Fixed vs. adaptive clinical trial design comparison

Sample Size Re-estimation - Sizing It Up

  • An adaptive trial design method allowing for sample size adjustment during the study.
  • Performed at a pre-planned interim analysis based on accumulating data.
  • Primary Goal: To correct initial, potentially inaccurate, assumptions about effect size or data variability, ensuring adequate statistical power.
  • Blinded Re-estimation: Adjusts sample size based on variance without unblinding treatment assignments. Lower risk of bias.
  • Unblinded Re-estimation: Uses interim treatment effects to adjust size. More powerful but carries a higher risk of operational bias.

⭐ Unblinded sample size re-estimation can inflate the Type I error rate (false positives) if not controlled by specific statistical methods (e.g., promising zone design).

Adaptive sample size change in clinical trials

Group Sequential Designs - Peek-a-Boo Trials

  • Concept: Allows for planned interim analyses of accumulating data in a clinical trial.

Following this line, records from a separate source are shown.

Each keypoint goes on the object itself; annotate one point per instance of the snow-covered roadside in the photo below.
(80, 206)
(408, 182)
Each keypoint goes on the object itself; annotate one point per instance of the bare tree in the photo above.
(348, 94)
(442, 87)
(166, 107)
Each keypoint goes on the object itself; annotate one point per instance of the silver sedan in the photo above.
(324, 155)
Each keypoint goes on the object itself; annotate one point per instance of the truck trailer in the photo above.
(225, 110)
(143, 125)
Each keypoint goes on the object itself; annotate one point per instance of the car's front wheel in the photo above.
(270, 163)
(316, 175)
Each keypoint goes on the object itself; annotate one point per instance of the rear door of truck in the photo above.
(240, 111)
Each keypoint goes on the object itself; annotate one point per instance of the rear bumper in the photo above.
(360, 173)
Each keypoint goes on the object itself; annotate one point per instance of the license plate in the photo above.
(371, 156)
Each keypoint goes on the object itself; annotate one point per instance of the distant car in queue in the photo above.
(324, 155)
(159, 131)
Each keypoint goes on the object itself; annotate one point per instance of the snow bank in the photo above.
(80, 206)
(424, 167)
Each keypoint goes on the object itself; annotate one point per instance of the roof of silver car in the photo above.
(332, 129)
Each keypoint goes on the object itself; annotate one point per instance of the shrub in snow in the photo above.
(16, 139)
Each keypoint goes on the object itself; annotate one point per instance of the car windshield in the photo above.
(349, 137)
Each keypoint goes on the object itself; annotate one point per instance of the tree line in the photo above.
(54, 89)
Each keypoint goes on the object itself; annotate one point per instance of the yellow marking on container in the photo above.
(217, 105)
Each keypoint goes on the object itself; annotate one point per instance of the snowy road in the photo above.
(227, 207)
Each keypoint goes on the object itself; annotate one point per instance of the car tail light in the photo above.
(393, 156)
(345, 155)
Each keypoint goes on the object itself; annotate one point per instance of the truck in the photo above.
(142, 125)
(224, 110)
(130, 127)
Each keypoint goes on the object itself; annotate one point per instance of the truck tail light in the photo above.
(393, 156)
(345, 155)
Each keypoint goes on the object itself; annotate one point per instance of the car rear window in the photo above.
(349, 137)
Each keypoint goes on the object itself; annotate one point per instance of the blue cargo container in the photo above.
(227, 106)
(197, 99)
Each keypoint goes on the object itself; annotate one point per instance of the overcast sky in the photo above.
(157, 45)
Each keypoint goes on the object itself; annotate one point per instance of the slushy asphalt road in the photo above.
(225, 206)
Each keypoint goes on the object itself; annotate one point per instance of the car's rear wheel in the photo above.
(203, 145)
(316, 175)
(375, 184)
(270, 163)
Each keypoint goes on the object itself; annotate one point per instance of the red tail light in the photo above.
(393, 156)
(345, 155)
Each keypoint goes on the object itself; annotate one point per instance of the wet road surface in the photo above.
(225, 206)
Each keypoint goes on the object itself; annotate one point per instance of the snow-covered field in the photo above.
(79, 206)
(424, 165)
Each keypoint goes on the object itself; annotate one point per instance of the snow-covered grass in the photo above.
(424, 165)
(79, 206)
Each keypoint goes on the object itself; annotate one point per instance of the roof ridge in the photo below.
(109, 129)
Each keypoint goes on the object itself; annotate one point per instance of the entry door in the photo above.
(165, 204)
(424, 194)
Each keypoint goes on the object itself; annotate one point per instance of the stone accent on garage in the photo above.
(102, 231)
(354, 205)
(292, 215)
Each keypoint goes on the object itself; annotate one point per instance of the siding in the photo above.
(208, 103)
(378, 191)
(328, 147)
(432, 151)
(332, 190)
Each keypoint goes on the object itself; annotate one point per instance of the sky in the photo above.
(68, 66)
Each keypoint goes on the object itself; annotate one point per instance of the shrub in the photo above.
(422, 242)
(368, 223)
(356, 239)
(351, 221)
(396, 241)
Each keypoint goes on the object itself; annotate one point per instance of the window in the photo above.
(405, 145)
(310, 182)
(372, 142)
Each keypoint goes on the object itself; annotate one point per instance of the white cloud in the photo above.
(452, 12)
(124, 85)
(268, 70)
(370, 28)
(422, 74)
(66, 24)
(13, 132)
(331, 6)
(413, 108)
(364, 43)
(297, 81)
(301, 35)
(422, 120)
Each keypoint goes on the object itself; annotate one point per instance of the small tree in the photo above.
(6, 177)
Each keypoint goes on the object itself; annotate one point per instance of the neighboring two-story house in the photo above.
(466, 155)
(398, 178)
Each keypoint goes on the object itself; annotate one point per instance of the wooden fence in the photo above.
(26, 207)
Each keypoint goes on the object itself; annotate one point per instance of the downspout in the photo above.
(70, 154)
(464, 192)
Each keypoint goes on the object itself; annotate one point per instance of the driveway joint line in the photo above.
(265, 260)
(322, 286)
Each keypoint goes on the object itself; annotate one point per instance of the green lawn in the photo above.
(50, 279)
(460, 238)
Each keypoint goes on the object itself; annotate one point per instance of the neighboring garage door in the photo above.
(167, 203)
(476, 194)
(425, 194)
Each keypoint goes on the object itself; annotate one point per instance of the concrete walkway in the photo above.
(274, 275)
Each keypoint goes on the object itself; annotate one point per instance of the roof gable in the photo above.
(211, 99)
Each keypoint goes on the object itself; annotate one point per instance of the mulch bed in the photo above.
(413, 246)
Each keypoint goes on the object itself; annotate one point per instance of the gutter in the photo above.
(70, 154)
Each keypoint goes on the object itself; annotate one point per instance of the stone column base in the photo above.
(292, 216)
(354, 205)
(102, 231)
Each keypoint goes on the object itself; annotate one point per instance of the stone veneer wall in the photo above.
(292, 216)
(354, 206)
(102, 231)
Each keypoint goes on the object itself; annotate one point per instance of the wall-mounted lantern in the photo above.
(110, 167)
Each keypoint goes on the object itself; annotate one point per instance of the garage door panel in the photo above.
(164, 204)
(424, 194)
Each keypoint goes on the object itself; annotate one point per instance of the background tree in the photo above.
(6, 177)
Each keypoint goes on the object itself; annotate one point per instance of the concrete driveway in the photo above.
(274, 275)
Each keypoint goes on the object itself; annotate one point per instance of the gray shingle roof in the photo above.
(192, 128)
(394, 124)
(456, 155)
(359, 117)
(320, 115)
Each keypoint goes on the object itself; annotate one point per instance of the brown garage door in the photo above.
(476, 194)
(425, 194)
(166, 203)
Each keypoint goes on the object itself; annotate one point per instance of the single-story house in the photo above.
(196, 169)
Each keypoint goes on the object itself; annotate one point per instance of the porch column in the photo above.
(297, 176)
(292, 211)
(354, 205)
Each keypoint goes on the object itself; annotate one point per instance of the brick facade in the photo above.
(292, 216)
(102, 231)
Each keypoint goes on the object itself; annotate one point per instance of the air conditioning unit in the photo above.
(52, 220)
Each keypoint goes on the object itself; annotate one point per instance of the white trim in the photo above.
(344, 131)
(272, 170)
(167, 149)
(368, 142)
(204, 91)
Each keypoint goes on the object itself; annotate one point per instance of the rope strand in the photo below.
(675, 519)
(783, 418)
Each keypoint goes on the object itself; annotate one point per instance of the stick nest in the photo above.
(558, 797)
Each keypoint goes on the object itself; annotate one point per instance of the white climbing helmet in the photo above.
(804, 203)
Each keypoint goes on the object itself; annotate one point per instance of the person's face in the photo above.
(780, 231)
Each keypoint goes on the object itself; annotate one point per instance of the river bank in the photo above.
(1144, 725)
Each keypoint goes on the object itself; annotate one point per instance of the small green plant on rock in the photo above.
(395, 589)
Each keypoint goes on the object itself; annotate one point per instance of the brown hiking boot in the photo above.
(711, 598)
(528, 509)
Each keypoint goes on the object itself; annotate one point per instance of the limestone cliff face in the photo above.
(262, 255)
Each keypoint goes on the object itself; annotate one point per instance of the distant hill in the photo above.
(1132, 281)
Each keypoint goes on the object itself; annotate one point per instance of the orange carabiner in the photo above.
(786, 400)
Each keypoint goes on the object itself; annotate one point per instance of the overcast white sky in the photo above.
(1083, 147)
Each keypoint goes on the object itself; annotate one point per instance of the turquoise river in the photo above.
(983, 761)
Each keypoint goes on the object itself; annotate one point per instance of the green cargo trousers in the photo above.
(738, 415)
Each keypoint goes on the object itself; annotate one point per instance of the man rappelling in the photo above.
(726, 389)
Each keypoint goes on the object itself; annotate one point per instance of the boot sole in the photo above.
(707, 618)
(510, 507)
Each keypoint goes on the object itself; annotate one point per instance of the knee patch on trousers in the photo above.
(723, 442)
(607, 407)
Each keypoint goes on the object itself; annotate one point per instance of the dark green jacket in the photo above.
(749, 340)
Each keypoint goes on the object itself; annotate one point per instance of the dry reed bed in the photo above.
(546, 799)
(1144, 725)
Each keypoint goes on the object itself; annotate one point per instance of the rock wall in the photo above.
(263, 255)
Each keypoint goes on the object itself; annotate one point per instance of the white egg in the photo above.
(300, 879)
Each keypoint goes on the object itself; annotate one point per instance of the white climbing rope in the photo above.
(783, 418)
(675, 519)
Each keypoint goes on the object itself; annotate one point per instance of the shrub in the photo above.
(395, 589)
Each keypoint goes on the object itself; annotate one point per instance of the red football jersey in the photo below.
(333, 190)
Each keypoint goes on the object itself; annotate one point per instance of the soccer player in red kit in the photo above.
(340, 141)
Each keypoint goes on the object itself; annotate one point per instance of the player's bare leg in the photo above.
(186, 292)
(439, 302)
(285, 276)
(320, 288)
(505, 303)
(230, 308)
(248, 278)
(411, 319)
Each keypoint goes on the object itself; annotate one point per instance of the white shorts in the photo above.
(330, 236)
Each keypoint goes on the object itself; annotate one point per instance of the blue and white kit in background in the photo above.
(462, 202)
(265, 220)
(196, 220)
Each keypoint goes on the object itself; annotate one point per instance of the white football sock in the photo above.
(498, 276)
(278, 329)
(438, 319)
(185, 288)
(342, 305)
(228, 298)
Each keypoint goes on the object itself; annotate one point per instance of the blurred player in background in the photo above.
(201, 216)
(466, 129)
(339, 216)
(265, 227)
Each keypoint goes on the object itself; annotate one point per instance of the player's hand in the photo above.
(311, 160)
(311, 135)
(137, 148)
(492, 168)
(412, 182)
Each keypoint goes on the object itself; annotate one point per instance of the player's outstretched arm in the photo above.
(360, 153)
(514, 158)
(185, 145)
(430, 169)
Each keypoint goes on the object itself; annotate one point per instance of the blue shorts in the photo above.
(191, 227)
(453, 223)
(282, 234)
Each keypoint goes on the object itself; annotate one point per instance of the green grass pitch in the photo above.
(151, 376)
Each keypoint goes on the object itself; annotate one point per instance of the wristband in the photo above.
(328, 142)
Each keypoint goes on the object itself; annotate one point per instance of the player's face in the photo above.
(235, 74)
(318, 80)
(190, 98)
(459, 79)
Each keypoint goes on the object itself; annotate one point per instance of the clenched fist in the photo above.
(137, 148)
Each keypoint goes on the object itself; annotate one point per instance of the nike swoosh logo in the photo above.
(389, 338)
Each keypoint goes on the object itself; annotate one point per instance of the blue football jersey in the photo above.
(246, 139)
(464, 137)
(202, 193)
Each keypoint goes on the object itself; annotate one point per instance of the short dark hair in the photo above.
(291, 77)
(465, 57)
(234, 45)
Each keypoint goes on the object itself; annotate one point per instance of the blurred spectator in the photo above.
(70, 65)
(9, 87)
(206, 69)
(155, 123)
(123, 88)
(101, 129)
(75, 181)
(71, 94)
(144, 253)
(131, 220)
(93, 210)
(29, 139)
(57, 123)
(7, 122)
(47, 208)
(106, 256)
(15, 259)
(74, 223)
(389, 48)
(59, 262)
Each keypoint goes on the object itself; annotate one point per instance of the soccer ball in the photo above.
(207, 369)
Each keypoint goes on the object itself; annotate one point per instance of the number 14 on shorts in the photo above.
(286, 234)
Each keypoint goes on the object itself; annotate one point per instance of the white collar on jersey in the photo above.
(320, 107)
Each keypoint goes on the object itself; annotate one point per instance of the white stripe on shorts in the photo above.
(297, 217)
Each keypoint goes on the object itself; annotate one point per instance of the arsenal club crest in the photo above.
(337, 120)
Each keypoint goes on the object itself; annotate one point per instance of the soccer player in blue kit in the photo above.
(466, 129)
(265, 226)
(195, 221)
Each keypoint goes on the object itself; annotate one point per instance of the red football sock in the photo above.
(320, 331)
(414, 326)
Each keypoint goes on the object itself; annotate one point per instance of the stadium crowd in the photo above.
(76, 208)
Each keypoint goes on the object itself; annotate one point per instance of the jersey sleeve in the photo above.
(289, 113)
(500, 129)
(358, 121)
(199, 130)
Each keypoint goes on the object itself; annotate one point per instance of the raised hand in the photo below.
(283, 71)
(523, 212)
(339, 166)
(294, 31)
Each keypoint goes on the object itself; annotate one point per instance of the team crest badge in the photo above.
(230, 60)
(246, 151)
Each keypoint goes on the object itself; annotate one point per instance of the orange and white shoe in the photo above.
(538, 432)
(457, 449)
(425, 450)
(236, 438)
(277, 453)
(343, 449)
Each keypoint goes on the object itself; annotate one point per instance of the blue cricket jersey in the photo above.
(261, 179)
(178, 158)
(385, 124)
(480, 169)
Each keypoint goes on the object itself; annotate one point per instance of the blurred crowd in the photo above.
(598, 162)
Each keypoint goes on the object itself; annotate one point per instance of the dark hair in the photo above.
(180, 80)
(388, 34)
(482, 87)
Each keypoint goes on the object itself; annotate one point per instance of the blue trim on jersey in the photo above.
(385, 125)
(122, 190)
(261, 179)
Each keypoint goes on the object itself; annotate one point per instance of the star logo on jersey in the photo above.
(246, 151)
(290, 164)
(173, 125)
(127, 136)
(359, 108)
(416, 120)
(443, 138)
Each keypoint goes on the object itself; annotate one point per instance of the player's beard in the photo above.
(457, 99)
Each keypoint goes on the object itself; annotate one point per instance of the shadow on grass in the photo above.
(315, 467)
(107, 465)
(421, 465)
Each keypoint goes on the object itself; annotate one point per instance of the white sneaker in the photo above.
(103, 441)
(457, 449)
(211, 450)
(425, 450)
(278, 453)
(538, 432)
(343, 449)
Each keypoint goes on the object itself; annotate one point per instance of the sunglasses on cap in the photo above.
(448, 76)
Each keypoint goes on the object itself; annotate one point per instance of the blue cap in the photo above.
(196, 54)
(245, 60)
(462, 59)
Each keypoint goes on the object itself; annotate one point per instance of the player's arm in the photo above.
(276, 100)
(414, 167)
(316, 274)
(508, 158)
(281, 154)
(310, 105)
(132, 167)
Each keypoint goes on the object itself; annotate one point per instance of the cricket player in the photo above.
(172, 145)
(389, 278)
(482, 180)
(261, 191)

The trial can be stopped early if results are compelling for efficacy, futility, or safety.
  • Mechanism:
    • Data is analyzed at pre-specified time points or after a certain number of events.
    • Formal stopping rules (boundaries) are used to determine if the trial should continue.
  • Challenge & Solution:
    • ⚠️ Repeatedly "peeking" at the data inflates the overall Type I error rate (family-wise error rate).
    • To maintain the nominal overall $\alpha$ (e.g., 0.05), the significance level for each interim look must be adjusted downwards.
  • Common Boundary Methods:
    • Pocock: Uses the same significance boundary for each interim analysis.
    • O'Brien-Fleming: Uses conservative boundaries early on, making it hard to stop, and less conservative ones later.

High-Yield: The O'Brien-Fleming method is often preferred as it maintains statistical power better than the Pocock method by being very conservative at the initial interim looks.

Group-Sequential Plot with Efficacy and Futility Boundaries

  • Adaptive designs allow for pre-planned sample size recalculation mid-trial based on interim data.
  • This ensures the study remains adequately powered if initial effect size or variability estimates were inaccurate.
  • The primary goal is to improve trial flexibility and resource efficiency.
  • All adaptation rules must be prospectively defined in the study protocol to prevent bias.
  • Helps avoid underpowered studies (↑ Type II error) or unnecessarily exposing patients in overpowered studies.
  • Maintains statistical validity and blinding when executed properly.